イーサリアム創設者の一人であるビタリック・ブテリン(Vitalik Buterin)氏は4月1日、イーサリアムの供給量にキャップを提案するEIP(Ethereum Improvement Proposal)を発表した。同氏は自身が作り出した仮想通貨の方針にはほとんど関与しておらず、このEIPの内容自体も「エイプリルフールのメタジョーク」としているものの、コミュニティでは活発な議論が進められているようだ。
同氏が、4月1日に投稿したコメントでは「供給上限を120,204,432ETH、または元々販売された量の2倍にすることを勧める。」としていた。供給キャップを適用することは、イーサリアムを投資家にとってより魅力的なものにするという見方も強い。
イーサリアムは時価総額で第2位の仮想通貨にもかかわらず、供給量の上限が設定されておらず、長期投資価値に関する疑問を払しょくしきれずにいた。こうした懸念に対し、イーサリアムが過去数週間で大幅に価値を下げていくのを見てきたコミュニティと投資家の両者が、ビットコインのように供給キャップという希少性の追加を歓迎するのも不思議ではない。

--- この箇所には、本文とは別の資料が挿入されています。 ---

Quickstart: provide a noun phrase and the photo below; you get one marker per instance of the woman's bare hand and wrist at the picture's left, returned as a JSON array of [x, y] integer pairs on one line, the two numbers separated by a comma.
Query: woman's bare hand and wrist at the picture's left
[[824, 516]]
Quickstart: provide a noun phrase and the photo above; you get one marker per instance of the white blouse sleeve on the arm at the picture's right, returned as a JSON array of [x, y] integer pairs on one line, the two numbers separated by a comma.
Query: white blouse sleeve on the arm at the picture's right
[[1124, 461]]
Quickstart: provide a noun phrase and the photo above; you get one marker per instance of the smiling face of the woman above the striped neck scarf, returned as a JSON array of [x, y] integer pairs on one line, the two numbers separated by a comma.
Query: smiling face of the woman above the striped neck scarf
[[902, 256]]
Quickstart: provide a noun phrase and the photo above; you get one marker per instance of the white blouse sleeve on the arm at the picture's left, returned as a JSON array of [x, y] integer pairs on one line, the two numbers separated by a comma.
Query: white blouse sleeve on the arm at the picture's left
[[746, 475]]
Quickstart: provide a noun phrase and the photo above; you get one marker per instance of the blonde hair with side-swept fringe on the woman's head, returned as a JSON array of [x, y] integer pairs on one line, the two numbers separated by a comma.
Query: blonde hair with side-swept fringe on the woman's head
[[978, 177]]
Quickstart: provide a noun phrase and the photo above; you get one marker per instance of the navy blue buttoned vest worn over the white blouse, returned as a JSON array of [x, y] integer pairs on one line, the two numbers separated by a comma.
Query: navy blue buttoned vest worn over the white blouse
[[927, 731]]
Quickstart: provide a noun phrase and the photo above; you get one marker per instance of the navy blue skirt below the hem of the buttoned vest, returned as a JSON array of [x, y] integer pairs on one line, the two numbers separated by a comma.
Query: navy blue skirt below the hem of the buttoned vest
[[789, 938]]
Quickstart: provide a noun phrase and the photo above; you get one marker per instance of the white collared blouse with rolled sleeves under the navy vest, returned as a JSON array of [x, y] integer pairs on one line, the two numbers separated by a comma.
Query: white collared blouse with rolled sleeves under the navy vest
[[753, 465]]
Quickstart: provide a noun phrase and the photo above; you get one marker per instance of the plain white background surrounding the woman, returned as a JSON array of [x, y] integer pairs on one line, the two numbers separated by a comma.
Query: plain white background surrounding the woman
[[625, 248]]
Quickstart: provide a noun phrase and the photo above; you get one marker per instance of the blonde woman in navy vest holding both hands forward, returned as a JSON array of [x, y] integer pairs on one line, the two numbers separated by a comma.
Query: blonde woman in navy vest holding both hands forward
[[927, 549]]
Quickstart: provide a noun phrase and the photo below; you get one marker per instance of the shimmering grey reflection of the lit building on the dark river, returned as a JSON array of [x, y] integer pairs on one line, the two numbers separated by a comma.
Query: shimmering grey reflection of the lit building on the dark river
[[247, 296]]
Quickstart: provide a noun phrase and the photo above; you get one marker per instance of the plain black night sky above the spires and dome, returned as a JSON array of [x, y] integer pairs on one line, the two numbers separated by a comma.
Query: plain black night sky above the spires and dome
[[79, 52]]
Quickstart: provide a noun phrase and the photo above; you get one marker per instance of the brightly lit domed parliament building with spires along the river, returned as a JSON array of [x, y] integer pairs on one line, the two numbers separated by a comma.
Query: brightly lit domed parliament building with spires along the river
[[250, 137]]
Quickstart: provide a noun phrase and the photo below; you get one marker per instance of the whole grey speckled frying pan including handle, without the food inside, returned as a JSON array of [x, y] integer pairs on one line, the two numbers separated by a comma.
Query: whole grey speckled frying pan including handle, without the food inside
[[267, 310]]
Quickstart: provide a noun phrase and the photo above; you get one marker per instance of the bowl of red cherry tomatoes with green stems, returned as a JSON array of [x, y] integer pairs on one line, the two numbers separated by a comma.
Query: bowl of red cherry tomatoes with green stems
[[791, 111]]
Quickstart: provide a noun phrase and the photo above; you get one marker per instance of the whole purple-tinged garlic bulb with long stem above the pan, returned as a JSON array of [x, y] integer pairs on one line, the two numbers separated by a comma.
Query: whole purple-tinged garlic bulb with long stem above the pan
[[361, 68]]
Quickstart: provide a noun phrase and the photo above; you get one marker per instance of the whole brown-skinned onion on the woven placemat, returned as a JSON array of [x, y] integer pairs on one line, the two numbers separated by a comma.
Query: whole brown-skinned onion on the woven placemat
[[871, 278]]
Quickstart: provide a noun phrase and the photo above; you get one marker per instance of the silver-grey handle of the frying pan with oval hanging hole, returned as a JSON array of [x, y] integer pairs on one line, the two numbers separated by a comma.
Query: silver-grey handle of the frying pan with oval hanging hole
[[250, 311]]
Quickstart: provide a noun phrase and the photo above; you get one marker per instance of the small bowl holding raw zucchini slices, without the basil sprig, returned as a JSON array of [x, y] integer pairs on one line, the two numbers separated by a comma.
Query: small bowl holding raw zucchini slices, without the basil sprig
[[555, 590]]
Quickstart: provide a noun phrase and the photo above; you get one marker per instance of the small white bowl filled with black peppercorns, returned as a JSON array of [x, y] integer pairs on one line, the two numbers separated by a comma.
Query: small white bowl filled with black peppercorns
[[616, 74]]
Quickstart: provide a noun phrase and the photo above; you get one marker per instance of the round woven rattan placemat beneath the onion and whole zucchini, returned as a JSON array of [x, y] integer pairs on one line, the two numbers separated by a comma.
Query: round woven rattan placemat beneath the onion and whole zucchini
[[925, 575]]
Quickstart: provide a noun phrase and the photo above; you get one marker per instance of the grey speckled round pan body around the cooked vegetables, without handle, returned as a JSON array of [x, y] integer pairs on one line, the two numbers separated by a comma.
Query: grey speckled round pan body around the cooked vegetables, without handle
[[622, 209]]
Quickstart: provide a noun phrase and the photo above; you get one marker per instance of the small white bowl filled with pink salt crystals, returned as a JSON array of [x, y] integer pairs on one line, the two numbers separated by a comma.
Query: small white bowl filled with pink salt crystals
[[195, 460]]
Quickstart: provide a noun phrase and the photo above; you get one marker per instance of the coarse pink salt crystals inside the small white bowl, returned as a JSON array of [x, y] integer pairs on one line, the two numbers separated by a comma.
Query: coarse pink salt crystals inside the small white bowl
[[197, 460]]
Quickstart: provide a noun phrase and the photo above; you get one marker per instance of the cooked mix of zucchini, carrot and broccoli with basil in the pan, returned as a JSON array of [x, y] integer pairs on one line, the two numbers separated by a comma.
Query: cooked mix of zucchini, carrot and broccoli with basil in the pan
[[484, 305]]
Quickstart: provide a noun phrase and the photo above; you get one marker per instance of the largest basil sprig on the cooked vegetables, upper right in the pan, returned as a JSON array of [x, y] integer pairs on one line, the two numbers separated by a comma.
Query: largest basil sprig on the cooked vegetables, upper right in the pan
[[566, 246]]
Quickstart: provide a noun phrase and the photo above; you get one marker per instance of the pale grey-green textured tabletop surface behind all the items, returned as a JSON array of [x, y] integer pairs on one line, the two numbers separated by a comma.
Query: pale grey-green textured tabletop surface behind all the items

創設者であっても自分ひとりではプロジェクトを歪曲させることはできないという皮肉を込めた同氏の発言は、多くの人々を巻き込んだ。しかし、今回の騒動はEIPをジョークだと開発者が考えていてもコミュニティ全体が必要だと判断すれば採用されることの裏返しでもある。
最近では、新しいBitmain Ethereum ASIC(GPUよりも格段に優れた高度なマイニングハードウェア)に対して懸念の声が挙がっている。非中央集権が特徴であるはずの仮想通貨がマイナー主導の中央集権化しつつある現状を鑑みた結果、一部のデベロッパーはBitmainのマイニング独占を無力化する対策としてハードフォークを提案している。もちろん、こうした考えに反対する人々も少なくない。
さまざまな考えや思惑の中、中央管理者をもたない仮想通貨が定期的に大きな変化の判断を迫られるのは必然なのかもしれない。